Real Live Action


w/ The New Values & Zoo

The Astoria; August 16, 2011

Fraser Dobbs
Kati Jenson

Zoo, photo by Kati Jenson
Zoo, photo by Kati Jenson

Even though Black Summer is the Astoria’s new monthly goth night, opener Zoo was the only group on the bill that brought out that dark and eerie edge. The solo act played reverb-drenched tunes with vocals so shrouded in echo as to be nearly inaudible. Ashlee Luk’s candy apple red guitar, meanwhile, sounded like it was set up in a cavernous cathedral as it played along to pre-recorded tracks. Unfortunately, the overall effect of the one-person performance was hardly organic. Abrupt song starts and out-of-sync finishes mechanically broke up each song, suggesting Zoo might have done better with a backing band instead of her loop pedal.

The New Values played a faster and far more confident performance then when I had seen them at Music Waste, where a sound technician fiasco left everything sounding terrible.

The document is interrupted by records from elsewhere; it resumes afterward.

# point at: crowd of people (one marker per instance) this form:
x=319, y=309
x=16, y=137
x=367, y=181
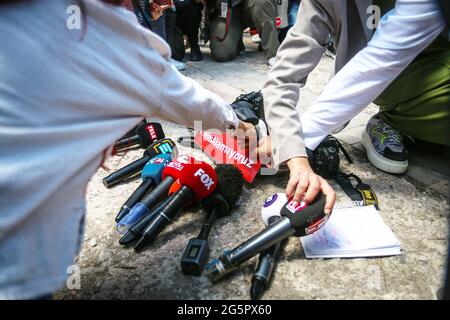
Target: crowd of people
x=65, y=99
x=180, y=21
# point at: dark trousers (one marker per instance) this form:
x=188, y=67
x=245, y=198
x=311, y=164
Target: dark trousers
x=188, y=19
x=249, y=13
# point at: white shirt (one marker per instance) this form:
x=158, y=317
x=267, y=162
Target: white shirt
x=401, y=35
x=64, y=98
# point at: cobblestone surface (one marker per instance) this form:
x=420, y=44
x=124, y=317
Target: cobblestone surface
x=415, y=209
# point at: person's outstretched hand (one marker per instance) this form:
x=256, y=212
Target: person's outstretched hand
x=304, y=184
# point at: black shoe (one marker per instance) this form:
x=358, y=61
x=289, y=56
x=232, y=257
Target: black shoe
x=196, y=54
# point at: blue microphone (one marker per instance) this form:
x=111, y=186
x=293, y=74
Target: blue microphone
x=151, y=176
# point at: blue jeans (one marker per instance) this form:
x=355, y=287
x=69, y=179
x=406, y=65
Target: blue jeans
x=159, y=26
x=292, y=16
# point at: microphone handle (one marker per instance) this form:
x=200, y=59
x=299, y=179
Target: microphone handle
x=278, y=231
x=158, y=192
x=141, y=191
x=208, y=224
x=127, y=142
x=136, y=230
x=139, y=227
x=125, y=172
x=167, y=214
x=264, y=268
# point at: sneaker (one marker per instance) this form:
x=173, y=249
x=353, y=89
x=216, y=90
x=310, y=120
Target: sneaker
x=271, y=62
x=178, y=64
x=384, y=146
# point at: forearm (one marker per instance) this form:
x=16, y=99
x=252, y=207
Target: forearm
x=297, y=56
x=402, y=34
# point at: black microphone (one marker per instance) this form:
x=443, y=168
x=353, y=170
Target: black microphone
x=197, y=181
x=145, y=135
x=264, y=268
x=136, y=230
x=219, y=204
x=133, y=131
x=157, y=148
x=151, y=176
x=296, y=220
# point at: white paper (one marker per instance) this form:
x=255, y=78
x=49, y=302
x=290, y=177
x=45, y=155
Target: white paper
x=352, y=232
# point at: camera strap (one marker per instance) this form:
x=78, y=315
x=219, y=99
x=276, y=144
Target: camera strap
x=359, y=191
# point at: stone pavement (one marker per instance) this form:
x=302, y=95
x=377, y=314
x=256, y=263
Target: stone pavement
x=414, y=206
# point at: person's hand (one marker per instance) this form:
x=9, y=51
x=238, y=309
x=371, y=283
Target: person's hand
x=156, y=11
x=264, y=151
x=304, y=184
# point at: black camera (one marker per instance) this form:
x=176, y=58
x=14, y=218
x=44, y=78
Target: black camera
x=325, y=160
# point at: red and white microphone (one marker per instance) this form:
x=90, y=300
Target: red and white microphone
x=224, y=149
x=198, y=181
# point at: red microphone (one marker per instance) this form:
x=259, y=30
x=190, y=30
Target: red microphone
x=198, y=181
x=171, y=173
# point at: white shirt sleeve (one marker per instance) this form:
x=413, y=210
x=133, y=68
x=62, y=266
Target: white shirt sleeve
x=401, y=35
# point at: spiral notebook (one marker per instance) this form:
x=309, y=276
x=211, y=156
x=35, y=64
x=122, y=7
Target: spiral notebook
x=352, y=231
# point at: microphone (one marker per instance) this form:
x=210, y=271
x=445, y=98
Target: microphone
x=197, y=182
x=146, y=134
x=151, y=176
x=169, y=174
x=266, y=261
x=219, y=204
x=132, y=132
x=158, y=147
x=298, y=220
x=136, y=230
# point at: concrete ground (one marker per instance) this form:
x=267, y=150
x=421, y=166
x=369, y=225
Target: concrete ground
x=415, y=206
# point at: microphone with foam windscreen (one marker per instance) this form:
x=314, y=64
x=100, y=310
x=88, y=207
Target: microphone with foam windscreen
x=217, y=205
x=159, y=147
x=297, y=219
x=169, y=174
x=197, y=181
x=146, y=134
x=151, y=176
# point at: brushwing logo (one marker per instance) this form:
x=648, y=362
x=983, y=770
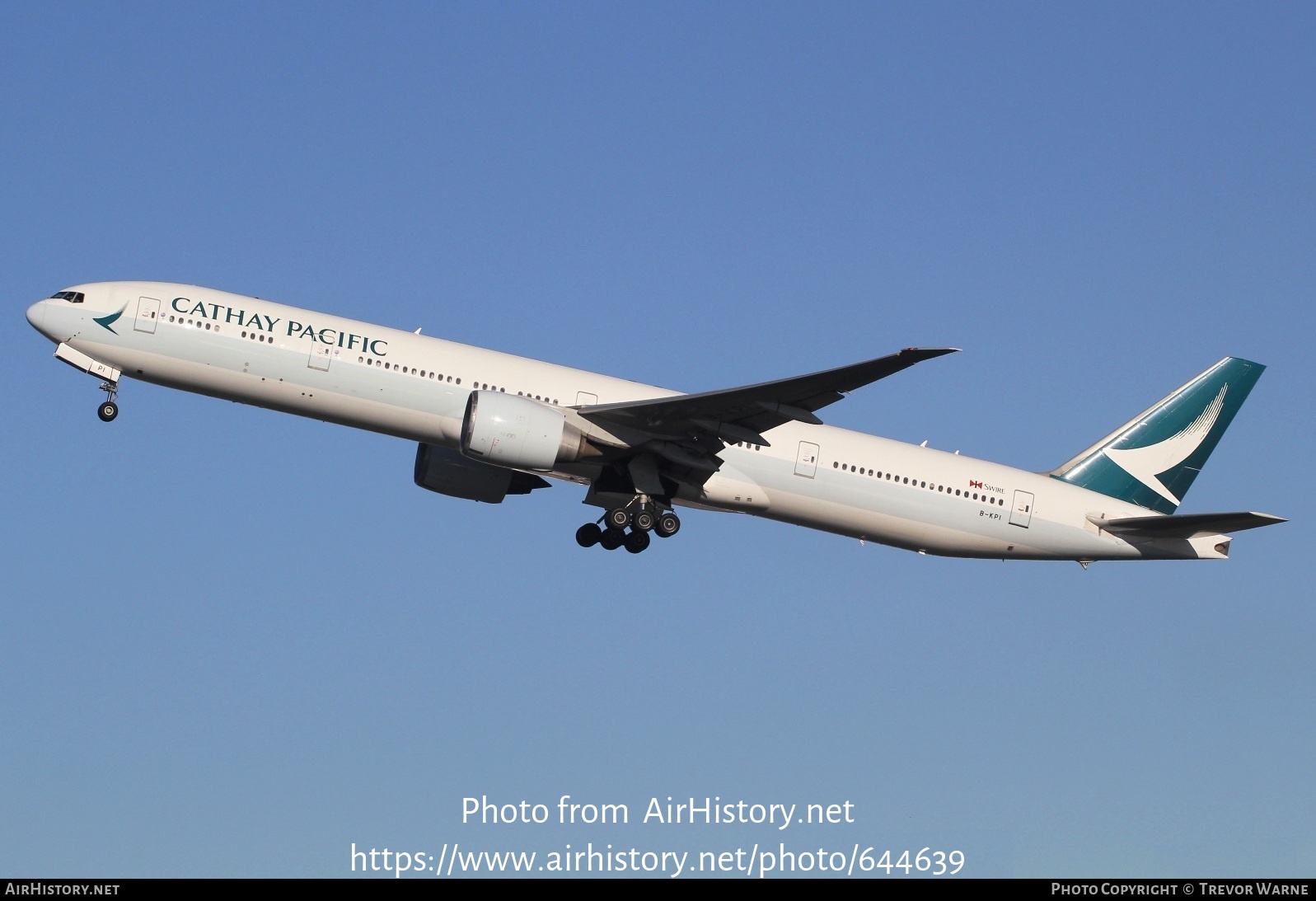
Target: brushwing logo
x=105, y=321
x=1145, y=462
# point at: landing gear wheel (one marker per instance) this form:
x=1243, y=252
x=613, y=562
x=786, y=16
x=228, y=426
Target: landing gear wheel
x=588, y=535
x=667, y=526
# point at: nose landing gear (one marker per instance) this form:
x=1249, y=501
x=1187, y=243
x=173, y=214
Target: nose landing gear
x=108, y=410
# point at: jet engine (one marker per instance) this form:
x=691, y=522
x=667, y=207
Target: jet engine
x=518, y=432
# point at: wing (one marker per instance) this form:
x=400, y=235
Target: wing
x=744, y=414
x=1185, y=526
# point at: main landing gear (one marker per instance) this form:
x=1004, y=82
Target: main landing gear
x=108, y=410
x=641, y=515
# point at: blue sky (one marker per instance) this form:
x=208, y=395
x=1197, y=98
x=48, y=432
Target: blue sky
x=235, y=642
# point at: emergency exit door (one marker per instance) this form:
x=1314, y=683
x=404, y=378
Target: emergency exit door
x=807, y=460
x=1023, y=511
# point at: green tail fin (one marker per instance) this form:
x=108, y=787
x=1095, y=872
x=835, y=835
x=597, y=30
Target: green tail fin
x=1153, y=458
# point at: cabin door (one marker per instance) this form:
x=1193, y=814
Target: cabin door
x=148, y=314
x=807, y=460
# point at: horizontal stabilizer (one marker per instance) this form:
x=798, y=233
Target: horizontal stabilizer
x=1185, y=526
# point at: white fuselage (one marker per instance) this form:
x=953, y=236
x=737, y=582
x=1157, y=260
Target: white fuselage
x=416, y=387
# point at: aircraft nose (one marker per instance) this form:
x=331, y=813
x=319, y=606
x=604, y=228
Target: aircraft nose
x=37, y=315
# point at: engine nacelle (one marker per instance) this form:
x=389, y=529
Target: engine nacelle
x=513, y=431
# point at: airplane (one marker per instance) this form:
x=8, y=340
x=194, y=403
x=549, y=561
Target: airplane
x=491, y=425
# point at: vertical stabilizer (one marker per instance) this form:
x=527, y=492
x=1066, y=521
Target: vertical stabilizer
x=1153, y=458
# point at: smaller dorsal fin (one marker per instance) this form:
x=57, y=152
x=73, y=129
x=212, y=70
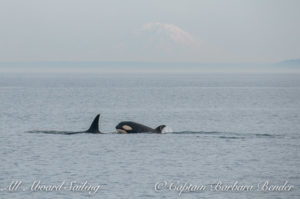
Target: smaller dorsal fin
x=94, y=128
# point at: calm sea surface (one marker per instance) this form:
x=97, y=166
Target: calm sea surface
x=227, y=128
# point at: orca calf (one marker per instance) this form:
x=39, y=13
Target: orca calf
x=94, y=128
x=133, y=127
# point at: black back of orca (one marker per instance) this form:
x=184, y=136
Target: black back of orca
x=133, y=127
x=94, y=128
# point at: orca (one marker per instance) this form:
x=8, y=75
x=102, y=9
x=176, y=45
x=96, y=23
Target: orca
x=94, y=129
x=133, y=127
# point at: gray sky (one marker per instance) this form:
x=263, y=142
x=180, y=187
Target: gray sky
x=144, y=30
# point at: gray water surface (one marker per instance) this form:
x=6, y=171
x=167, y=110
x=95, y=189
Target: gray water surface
x=227, y=128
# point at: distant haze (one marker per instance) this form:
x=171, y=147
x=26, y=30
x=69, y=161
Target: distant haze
x=209, y=31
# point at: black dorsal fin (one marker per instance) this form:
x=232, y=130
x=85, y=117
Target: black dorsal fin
x=94, y=128
x=160, y=128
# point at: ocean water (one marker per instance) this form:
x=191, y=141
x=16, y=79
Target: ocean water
x=227, y=128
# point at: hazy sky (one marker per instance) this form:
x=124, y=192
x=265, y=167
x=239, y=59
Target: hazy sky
x=149, y=30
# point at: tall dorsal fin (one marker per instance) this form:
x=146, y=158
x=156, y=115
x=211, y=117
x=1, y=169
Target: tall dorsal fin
x=94, y=128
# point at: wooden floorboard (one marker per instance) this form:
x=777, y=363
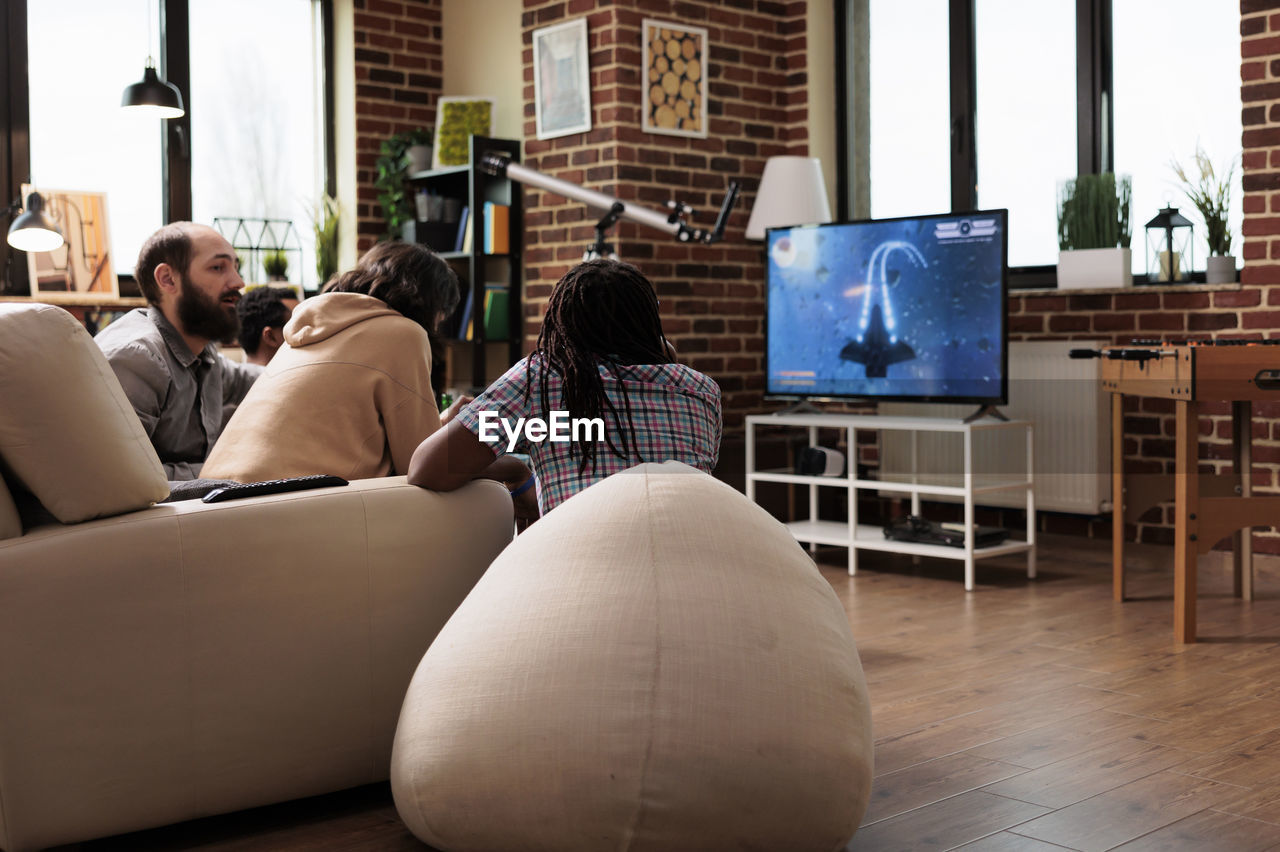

Their songs slid under the two minute mark, but still gave guitarist Adam Sabla and bassist Hayz Fisher plenty of chances to trade off vocal duties. This is a band with plenty of energy to burn. Even if the crowd was stoic in their enthusiasm, the dual frontmen never missed a chance to jump around to their manic beats.

Although I’d seen Cowards before, their set for Black Summer still blew me away with its brilliant intensity. Burly vocalist Keith Wecker billowed around, taking giant gulps of beer between bursts of lyrics he hurled outwards to the audience like the angry words of God. The drunken preacher was joined by a noisy and thoroughly loud ensemble. Taking obvious cues from noise bands like Killing Joke and the Jesus Lizard, Cowards provided a steady, shuddering close to the evening. While they were a little rough around the edges, maybe that’s what made them so much fun to watch.